What are Zirconia/Ceramic Implants?
Dental implants are essentially are new tooth roots that are placed in the bone and then new teeth can be attached to them. Titanium implants have been the standard since the 1960s and have a very good success rate, but over the last 60 years our understanding of how dental implants and the body interact has significantly grown.
True zirconia implants were introduced in 1987 and are widely used in Europe with very similar success rates as their metal, titanium counterparts. They are white in color, are made out of zirconium and oxygen and contain no metal.
Literature review from 1975 to 2015 showed that some of the properties of zirconia seem to be suitable for making it an ideal dental implant, such as bio-compatibility, osseo-integration, favorable soft tissue response and aesthetics due to light transmission and its color.
The gums grow onto this metal-free implant solution particularly well, thereby closing the gap for any bacteria that could enter into the blood circulation via the gums.
Zirconia Implants are the color of a natural tooth vs metal implants which give a dark shadow at the gum line.
Advantages of Zirconia Dental Implants compared to Titanium
- Aesthetics – thanks to their white color, zirconia implants do not have any dark shadows showing through the gums. This can be a game changer in the esthetic zone, where titanium implants carry a risk of tissue grayness showing through the gums.
- Titanium Allergy or Metal Allergy – Allergy to titanium or other metals present in titanium implants is not a concern with zirconia implants. Zirconia implants are the only metal-free option in dentistry, and it is becoming clear that the body is not designed to interact with metal on a natural basis. Titanium dental implants are not only made of titanium! In one study looking at 5 different implants, the following metals were present in addition to titanium: Iron, Manganese, Chromium, Tin, Vanadium, Molybdenum, Zirconium, Niobium, Zinc, Tungsten, and Nickel (Chaubey et al., 2019). Implants are not labeled with their exact composition, making it impossible to know which metals you are being exposed to. In short, Zirconia/Ceramic implants do not release any particles into the tissue, therefore eliminating the risk of allergies or intolerance developing.
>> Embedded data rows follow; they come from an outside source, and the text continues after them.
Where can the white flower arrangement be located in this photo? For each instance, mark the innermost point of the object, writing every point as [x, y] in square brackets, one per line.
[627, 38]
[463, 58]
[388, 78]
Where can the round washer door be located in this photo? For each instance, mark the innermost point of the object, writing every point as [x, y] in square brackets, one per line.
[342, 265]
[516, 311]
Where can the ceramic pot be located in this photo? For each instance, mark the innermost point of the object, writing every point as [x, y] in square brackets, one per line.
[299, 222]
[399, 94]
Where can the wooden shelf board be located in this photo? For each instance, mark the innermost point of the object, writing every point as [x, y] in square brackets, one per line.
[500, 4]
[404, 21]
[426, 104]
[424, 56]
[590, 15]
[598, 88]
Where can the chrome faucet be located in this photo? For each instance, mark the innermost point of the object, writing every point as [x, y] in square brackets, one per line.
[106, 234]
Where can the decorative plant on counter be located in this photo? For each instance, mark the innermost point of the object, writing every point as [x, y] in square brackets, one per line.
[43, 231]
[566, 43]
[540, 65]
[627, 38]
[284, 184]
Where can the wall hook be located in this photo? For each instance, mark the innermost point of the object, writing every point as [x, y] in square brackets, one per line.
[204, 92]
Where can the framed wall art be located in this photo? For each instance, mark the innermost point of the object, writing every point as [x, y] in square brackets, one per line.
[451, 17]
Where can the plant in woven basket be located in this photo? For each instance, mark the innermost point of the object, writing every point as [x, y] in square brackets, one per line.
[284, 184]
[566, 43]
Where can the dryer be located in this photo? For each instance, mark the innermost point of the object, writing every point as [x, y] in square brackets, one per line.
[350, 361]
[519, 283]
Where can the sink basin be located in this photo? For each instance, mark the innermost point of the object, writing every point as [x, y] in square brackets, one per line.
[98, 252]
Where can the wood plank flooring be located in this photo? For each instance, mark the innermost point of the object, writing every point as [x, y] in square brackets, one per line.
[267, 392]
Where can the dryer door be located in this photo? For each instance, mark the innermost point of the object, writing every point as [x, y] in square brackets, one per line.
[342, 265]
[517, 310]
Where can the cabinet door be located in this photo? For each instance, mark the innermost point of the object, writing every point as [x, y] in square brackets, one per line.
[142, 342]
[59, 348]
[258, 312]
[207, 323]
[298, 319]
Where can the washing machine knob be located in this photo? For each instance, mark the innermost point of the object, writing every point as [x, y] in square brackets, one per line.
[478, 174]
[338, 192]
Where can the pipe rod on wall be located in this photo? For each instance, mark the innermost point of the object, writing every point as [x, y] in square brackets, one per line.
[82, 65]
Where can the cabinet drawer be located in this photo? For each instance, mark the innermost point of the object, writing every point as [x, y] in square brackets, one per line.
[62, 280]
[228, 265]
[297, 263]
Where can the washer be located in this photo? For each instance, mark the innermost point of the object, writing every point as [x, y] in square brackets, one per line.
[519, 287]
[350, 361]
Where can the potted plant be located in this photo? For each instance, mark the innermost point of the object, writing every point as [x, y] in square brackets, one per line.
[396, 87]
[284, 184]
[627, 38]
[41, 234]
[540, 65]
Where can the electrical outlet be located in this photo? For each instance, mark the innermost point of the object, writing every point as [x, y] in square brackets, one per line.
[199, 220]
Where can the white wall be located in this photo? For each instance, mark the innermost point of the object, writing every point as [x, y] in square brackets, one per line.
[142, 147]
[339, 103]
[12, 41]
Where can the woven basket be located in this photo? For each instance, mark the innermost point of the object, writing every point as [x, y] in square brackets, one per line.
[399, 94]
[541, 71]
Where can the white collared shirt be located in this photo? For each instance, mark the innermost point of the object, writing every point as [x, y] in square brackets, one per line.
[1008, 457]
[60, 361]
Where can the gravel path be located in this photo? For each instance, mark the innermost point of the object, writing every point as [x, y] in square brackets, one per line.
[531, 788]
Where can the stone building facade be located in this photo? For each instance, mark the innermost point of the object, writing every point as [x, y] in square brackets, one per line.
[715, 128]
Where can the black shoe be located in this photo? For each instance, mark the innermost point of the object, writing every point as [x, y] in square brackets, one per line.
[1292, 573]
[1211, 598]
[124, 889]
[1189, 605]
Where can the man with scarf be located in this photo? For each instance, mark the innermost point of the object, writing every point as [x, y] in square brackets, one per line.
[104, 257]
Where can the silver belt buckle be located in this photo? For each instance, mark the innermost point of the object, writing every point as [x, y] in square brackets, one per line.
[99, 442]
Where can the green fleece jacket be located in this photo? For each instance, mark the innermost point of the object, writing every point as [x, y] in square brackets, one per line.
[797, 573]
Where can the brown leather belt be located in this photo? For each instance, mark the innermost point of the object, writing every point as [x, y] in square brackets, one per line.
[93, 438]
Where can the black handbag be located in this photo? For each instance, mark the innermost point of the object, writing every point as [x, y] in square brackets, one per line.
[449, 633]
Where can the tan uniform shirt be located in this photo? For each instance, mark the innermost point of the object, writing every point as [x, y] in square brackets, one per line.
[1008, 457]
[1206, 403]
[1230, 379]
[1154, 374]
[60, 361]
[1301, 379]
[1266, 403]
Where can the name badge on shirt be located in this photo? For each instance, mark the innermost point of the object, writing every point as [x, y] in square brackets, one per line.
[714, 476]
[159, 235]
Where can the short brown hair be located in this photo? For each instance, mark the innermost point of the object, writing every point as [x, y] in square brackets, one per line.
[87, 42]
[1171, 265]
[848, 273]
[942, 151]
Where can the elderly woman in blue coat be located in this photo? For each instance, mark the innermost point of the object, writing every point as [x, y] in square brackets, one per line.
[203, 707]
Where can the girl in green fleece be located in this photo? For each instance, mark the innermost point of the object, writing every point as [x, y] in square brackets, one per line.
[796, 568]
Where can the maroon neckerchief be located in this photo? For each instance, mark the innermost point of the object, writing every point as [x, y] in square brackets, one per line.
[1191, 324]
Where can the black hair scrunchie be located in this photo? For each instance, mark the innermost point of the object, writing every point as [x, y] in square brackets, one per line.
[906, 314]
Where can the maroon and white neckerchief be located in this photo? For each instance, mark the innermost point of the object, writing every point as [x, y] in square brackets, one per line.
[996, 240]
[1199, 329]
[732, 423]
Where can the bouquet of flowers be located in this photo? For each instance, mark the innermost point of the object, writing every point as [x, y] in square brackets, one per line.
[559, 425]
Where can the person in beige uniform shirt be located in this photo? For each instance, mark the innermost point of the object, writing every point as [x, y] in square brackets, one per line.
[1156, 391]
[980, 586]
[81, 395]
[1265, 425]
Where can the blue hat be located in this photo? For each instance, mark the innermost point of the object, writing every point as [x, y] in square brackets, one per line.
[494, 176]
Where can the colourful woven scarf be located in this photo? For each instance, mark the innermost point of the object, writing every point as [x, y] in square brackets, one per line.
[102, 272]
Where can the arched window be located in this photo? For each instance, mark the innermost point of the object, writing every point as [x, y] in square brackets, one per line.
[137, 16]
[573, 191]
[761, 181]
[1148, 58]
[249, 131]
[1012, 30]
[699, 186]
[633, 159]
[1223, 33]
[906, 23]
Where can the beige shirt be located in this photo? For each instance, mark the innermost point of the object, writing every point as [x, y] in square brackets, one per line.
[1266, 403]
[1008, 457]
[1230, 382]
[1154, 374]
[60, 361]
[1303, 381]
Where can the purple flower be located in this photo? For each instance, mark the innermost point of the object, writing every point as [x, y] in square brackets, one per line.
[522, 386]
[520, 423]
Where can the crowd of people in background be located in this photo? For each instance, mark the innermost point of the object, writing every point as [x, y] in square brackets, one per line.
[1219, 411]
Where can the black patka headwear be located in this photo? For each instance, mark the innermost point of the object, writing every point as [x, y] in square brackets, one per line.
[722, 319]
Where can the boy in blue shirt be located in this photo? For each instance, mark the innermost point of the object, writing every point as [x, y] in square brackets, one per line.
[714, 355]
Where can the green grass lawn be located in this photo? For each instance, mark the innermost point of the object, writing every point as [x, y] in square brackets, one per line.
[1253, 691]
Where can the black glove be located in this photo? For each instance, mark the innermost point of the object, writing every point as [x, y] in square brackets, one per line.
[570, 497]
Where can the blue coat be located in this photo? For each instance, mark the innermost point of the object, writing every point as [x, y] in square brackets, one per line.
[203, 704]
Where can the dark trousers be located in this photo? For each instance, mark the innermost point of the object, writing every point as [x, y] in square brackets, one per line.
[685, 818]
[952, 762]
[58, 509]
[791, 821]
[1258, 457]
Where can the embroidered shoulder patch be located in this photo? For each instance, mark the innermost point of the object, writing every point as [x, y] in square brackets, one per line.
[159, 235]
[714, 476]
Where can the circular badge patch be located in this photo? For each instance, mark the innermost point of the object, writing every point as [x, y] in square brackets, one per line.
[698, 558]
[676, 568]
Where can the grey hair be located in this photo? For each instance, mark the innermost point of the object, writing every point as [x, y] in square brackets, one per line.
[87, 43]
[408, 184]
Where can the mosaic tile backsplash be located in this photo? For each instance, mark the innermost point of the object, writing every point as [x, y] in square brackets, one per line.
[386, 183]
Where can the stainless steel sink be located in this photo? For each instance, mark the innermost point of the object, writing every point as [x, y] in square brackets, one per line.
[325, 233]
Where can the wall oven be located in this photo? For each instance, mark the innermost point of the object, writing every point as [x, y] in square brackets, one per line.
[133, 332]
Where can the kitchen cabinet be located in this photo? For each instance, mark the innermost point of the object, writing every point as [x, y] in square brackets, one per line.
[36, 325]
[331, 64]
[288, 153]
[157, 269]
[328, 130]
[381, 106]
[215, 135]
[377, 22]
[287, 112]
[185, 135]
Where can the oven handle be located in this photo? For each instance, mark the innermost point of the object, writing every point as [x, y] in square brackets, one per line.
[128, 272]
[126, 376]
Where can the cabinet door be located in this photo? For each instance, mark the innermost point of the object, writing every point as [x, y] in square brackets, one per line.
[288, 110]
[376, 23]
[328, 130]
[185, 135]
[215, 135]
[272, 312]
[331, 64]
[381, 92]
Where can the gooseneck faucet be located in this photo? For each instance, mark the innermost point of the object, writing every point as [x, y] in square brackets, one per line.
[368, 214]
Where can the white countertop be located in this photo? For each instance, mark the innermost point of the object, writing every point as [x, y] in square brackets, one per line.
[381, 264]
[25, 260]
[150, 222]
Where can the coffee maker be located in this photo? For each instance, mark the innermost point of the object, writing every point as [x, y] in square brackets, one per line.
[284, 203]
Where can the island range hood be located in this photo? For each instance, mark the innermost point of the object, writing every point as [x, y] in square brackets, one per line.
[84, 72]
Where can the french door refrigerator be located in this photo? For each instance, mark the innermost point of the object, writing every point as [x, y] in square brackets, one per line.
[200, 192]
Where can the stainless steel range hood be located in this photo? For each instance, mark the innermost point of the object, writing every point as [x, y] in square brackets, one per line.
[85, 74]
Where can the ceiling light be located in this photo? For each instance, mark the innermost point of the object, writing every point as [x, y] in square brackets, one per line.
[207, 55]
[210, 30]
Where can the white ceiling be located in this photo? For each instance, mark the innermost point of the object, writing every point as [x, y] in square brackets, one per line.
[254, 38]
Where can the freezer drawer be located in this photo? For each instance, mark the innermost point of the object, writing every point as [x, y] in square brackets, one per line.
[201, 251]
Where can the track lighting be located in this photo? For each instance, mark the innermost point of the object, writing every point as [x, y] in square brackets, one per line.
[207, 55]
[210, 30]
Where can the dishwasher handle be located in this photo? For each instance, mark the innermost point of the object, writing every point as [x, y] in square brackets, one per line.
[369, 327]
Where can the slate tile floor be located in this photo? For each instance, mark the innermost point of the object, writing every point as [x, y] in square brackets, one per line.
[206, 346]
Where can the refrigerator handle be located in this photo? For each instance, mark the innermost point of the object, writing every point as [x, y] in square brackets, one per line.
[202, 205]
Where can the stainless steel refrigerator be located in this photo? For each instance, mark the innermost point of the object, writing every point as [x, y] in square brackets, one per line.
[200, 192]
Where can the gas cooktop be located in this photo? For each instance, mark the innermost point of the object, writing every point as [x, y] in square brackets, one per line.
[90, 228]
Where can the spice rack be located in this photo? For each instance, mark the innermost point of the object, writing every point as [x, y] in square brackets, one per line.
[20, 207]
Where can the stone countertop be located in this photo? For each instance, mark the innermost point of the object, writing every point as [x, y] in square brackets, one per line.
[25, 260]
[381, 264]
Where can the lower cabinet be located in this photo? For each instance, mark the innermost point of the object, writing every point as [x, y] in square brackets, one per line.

- Lower plaque accumulation around implants – some studies have suggested less plaque formation and infections around zirconia implants. The tissue connection to zirconia is much more favorable than to metal.
- Zirconia resists corrosion significantly better
- It is a poor electrical and thermal conductor – There is no concern of a galvanic or battery effects with zirconia implants as compared to titanium implants.
Zeramex Implants are the closest appearance to natually white teeth,
Disadvantages of Zirconia Dental Implants compared to Titanium
- Limited variety of components and designs– Zirconia implants are still relatively early in their development cycle and a 2-piece screw-retained abutments system has only become available in the US market in 2019 – the Zeramex system.
- Long Term Success– The long-term performance and success of zirconia implants does not yet have the history that titanium does, as titanium implants have been around longer.
- Strength and Fracture Resistance – Zirconia is more brittle than titanium and has lower fracture strength and flexural strength.
- Not yet practical for complex oral rehabilitations or implant supported dentures.
Zirconia implants are not ideal when treating patients who are missing all of their teeth or need all of their teeth replaced with implant dentures because the systems are still evolving and there are significantly less components available to date.
Are Zirconia Dental Implants Safe?
Zirconia is a safe, and in many ways, superior alternative to Titanium implants. There are some reasons to consider sticking with titanium implants when it comes to larger cases due to the availability of components. It is important to understand the potential benefits, limitations, risks, and other factors associated with both zirconia and titanium implants before proceeding with treatment, and for that reason it is always recommended that you consult with a dentist that is very familiar with both systems.